Re: Permission denied on fsync / Win32 (was right

Lists: pgsql-bugs
From: "Magnus Hagander" <mha(at)sollentuna(dot)net>
To: "Peter Brant" <Peter(dot)Brant(at)wicourts(dot)gov>, "Tom Lane" <tgl(at)sss(dot)pgh(dot)pa(dot)us>
Cc: <pgsql-bugs(at)postgresql(dot)org>
Subject: Re: Permission denied on fsync / Win32 (was right
Date: 2006-04-18 19:00:54
Message-ID: 6BCB9D8A16AC4241919521715F4D8BCEA0F91B@algol.sollentuna.se
Views: Raw Message | Whole Thread | Download mbox | Resend email
Lists: pgsql-bugs

> It happens often enough and the episodes last long enough
> that grabbing a handle dump while this is going on should be
> easily done.
>
> Regarding the Win32 error code, backend/storage/file/fd.c
> calls _commit().
> http://msdn2.microsoft.com/en-us/library/17618685(VS.80).aspx
> It looks
> like it is already using errno to report errors. Will
> GetLastError() return something useful there?

Good point.
Ran a quick test. If I open the file read-only and then fsync, I get
errno=9 (EBADF) and GetLastError()=5. Which explains the fact that we
got the wrong error-code. The *underlying API call* to _commit() returns
access denied...

Looking at the source to _commit(), if the call to FlushFileBuffers()
returns an error, it will set _doserrno to that value,and then return
with errno=EBADF.

So, this basicalliyu means that FlushFileBuffers() returns ACCESS
DENIED.

//Magnus


From: "Peter Brant" <Peter(dot)Brant(at)wicourts(dot)gov>
To: "Magnus Hagander" <mha(at)sollentuna(dot)net>, "Tom Lane" <tgl(at)sss(dot)pgh(dot)pa(dot)us>
Cc: <pgsql-bugs(at)postgresql(dot)org>
Subject: Re: Permission denied on fsync / Win32 (was right
Date: 2006-04-19 15:50:52
Message-ID: 4446160C020000BE00002FC6@gwmta.wicourts.gov
Views: Raw Message | Whole Thread | Download mbox | Resend email
Lists: pgsql-bugs

Here's the evidence from this morning. I have to admit I'm not really
sure what to make of it though.

Pete

The fsync / Permission denied errors occurred on 2 of 3 active servers
for the 7 am CLUSTER cycle.

Server #1 (with fsync errors):
- Both old and new relfilenodes are still visible with a 'dir':
04/19/2006 07:00 AM 16,384 1532868
04/19/2006 07:06 AM 8,192 1536650

- postgres.exe processes have handles to both old and new
relfilenodes

#1:
F64: File G:\pgsql\data\base\16385\1532868
F84: Event \BaseNamedObjects\pgident: postgres: bigbird
bigbird 127.0.0.1(1745) idle

#2:
F80: File G:\pgsql\data\base\16385\1536650
AB4: Event \BaseNamedObjects\pgident: postgres: writer
process

#3:
F0C: File G:\pgsql\data\base\16385\1536650
F48: Event \BaseNamedObjects\pgident: postgres: bigbird
bigbird 127.0.0.1(1732) idle

(plus a few more like this)

Server #2 (with fsync errors):
- Same pattern as Server #1. bgwriter has a handle to the new
relfilenode. Other backends have a handle to either old or new.
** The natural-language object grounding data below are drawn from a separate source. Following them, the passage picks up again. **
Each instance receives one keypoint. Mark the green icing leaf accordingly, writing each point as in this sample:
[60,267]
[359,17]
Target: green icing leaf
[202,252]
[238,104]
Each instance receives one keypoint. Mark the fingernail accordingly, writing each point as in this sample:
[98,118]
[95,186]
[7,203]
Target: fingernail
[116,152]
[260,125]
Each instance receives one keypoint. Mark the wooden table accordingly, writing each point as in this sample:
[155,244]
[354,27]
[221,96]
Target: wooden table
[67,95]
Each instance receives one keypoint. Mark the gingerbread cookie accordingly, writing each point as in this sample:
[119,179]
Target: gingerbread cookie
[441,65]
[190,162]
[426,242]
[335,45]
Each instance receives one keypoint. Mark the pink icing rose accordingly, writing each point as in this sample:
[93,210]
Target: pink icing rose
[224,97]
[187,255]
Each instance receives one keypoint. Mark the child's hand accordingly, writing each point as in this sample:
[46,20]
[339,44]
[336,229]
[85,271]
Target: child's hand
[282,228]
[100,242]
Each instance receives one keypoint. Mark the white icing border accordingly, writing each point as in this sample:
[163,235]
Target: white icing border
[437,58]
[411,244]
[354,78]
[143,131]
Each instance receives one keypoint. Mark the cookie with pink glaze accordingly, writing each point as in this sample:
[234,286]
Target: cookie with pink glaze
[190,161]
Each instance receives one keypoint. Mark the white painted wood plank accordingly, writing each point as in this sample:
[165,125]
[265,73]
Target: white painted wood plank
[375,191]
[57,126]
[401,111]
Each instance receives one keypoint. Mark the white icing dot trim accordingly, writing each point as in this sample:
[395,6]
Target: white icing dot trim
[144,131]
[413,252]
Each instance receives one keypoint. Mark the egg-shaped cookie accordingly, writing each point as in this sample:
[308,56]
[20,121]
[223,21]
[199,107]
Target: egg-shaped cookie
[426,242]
Server #3 (w/o fsync errors):
- Only the new relfilenode is visible with a 'dir':
04/19/2006 07:34 AM 16,384 1550915

- postgres.exe processes have handles to both old and new
relfilenodes

#1:
F60: File G:\pgsql\data\base\16385\1547888
F84: Event \BaseNamedObjects\pgident: postgres: bigbird
bigbird 127.0.0.1(4060) idle

(plus two more like this)

#2:
F78: File G:\pgsql\data\base\16385\1550915
F84: Event \BaseNamedObjects\pgident: postgres: bigbird
bigbird 127.0.0.1(2925) idle

(plus two more like this)

>>> "Magnus Hagander" <mha(at)sollentuna(dot)net> 04/18/06 9:00 pm >>>
> It happens often enough and the episodes last long enough
> that grabbing a handle dump while this is going on should be
> easily done.
>
> Regarding the Win32 error code, backend/storage/file/fd.c
> calls _commit().
> http://msdn2.microsoft.com/en-us/library/17618685(VS.80).aspx
> It looks
> like it is already using errno to report errors. Will
> GetLastError() return something useful there?

Good point.
Ran a quick test. If I open the file read-only and then fsync, I get
errno=9 (EBADF) and GetLastError()=5. Which explains the fact that we
got the wrong error-code. The *underlying API call* to _commit()
returns
access denied...

Looking at the source to _commit(), if the call to FlushFileBuffers()
returns an error, it will set _doserrno to that value,and then return
with errno=EBADF.

So, this basicalliyu means that FlushFileBuffers() returns ACCESS
DENIED.

//Magnus

---------------------------(end of
broadcast)---------------------------
TIP 5: don't forget to increase your free space map settings


From: Tom Lane <tgl(at)sss(dot)pgh(dot)pa(dot)us>
To: "Peter Brant" <Peter(dot)Brant(at)wicourts(dot)gov>
Cc: "Magnus Hagander" <mha(at)sollentuna(dot)net>, pgsql-bugs(at)postgresql(dot)org
Subject: Re: Permission denied on fsync / Win32 (was right
Date: 2006-04-19 17:21:04
Message-ID: 196.1145467264@sss.pgh.pa.us
Views: Raw Message | Whole Thread | Download mbox | Resend email
Lists: pgsql-bugs

"Peter Brant" <Peter(dot)Brant(at)wicourts(dot)gov> writes:
> Here's the evidence from this morning. I have to admit I'm not really
> sure what to make of it though.
> ...
> - Same pattern as Server #1. bgwriter has a handle to the new
> relfilenode. Other backends have a handle to either old or new.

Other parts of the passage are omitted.